The decision to move back home came from giving an impromptu haircut to his father, who couldn’t find a barber open in the area. McAndrew realized how limited the options were for barber shops in Northeast Pennsylvania and the potential for cornering a new market as the youngest area barber in age by 40 years or more.
From there, the idea for Big Daddy’s Barber Shop sprouted a business that thrived for the next 22 years in Archbald. McAndrew won’t admit it, but Big Daddy’s may have pioneered the idea of “cool barber shop” in the Valley.
McAndrew sold the Archbald shop to deal with a serious health condition called ankylosing spondylitis, an inflammatory arthritis affecting the spine and large joints. AS left him without the use of his legs; he believed he would never walk again. After years of daily abdominal injections and harsh prescriptions that did little to ease the pain, McAndrew found solace in alternative forms of healing, which several of his doctors discredited. He made changes to his diet and started practicing meditation, water therapy and yoga daily, which provided enough relief for him to eliminate the strong prescriptions that once left him feeling empty and lethargic.
“It still takes me three hours or so to get ready for work each day,” said McAndrew. “But my quality of life is so much better these days.”
Three Saints was among the barbershops and hair salons finally allowed to reopen on June 26 when Lackawanna County went from yellow to green, the least restrictive phase of COVID-19 re-openings. The least restrictive phase still has its limitations, including operating at 40% occupancy and through appointment only. Masks are required and barbers aren’t allowed to groom facial hair.
While he waited to reopen, McAndrew stayed busy by continuing construction on a new speakeasy room. He emptied the old storage room and brought in a large bar, stools and a 13-foot by 14-foot high backbar carved from antique oak, which he pulled from an old bar in Dunmore two years ago. Adult customers in need of a little privacy can request a chair in the speakeasy for both shaves and haircuts once construction is completed.

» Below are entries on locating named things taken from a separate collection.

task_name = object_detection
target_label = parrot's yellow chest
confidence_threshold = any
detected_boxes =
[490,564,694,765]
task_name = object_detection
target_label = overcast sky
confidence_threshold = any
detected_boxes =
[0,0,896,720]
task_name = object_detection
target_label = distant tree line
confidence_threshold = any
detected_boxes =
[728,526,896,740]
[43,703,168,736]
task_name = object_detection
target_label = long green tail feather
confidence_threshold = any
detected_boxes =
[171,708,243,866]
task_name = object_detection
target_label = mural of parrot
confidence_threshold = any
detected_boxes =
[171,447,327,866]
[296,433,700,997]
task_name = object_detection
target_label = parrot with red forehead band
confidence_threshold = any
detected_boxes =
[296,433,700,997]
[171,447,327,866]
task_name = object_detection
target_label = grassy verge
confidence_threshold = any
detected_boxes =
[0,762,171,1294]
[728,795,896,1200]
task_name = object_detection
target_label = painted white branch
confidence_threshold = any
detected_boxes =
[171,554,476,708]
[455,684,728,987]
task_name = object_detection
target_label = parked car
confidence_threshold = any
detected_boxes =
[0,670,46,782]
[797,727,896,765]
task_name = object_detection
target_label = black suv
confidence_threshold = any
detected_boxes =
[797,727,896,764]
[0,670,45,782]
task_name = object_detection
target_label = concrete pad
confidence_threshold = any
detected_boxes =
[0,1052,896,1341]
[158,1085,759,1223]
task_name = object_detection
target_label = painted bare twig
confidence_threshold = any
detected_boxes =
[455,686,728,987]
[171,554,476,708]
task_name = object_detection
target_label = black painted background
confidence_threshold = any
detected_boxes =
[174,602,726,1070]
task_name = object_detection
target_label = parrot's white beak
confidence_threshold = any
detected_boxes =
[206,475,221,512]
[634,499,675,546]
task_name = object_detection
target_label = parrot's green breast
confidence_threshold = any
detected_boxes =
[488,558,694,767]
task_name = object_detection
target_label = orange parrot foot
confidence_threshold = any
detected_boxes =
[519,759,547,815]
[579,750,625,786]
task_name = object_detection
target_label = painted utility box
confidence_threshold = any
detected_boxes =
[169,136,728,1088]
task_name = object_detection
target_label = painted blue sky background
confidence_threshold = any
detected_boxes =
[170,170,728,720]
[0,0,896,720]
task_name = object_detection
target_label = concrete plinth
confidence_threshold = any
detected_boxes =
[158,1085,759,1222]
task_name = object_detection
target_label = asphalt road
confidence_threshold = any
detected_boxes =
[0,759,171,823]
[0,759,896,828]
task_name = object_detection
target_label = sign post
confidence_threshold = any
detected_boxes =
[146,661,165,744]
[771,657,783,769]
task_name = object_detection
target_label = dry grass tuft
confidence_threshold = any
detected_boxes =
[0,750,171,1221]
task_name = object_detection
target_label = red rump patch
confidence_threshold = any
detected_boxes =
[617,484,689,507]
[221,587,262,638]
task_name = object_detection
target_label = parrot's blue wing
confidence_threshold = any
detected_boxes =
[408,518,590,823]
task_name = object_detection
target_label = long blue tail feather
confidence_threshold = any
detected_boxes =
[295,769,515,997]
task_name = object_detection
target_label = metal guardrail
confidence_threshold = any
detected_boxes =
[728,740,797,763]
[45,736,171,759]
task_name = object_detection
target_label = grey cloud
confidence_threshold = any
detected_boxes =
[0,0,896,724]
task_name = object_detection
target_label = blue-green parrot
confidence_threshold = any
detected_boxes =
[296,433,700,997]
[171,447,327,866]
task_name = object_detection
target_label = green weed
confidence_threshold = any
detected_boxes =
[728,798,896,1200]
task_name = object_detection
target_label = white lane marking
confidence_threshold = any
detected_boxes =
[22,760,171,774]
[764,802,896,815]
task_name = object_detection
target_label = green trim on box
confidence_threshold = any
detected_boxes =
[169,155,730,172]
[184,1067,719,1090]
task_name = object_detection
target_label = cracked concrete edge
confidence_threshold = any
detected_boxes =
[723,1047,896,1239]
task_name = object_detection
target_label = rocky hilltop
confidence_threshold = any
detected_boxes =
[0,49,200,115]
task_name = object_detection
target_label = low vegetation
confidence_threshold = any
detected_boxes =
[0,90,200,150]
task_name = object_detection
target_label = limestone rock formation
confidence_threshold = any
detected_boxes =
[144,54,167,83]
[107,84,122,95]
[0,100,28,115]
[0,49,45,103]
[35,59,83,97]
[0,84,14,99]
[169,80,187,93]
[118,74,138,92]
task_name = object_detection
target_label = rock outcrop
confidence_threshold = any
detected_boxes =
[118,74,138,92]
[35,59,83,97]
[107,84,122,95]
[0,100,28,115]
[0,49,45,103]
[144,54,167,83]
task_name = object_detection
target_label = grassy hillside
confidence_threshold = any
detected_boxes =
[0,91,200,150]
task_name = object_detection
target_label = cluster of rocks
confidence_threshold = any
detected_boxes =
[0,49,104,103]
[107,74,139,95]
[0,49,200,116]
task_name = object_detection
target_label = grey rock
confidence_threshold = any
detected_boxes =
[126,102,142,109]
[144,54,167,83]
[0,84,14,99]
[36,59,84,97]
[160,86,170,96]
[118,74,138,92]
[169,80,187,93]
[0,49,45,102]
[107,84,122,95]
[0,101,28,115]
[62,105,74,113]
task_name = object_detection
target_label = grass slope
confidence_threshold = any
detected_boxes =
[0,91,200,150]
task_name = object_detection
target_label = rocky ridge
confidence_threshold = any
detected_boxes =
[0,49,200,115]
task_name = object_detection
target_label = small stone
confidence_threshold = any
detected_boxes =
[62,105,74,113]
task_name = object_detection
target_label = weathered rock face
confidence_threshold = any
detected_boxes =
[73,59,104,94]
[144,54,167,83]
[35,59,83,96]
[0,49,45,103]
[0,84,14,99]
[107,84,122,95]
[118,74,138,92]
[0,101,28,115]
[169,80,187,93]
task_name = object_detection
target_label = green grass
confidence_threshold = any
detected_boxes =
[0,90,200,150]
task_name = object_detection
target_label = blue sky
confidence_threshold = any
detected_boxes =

The addition fits the shop’s atmosphere perfectly, said Three Saints employee Sam Keating.
“It’s good vibes all around in here,” said Keating. “It’s a fun place to work and we treat everyone like family.”
The shop’s name, Three Saints, is homage to the borough and its St. Ubaldo Day traditions.Yearlong, the shop lobby and storefront are decorated with the banners from the St. Ubaldo Society’s three families: St. Anthony, St. George and St. Ubaldo.
McAndrew’s 30-plus years of dedication to barbering was honored in May when he was voted to the State Board of Barber Examiners, which regulates the licensure and practice of the barbering profession in the Commonwealth of Pennsylvania. The Board inspects, approves and registers all barber shops and schools of barbering and prescribes the sanitary requirements for the individual establishment.
“The simplest way to explain the position and a little of what we do is that we are the judges within the industry,” said McAndrew. “It’s one of my proudest accomplishments for sure.”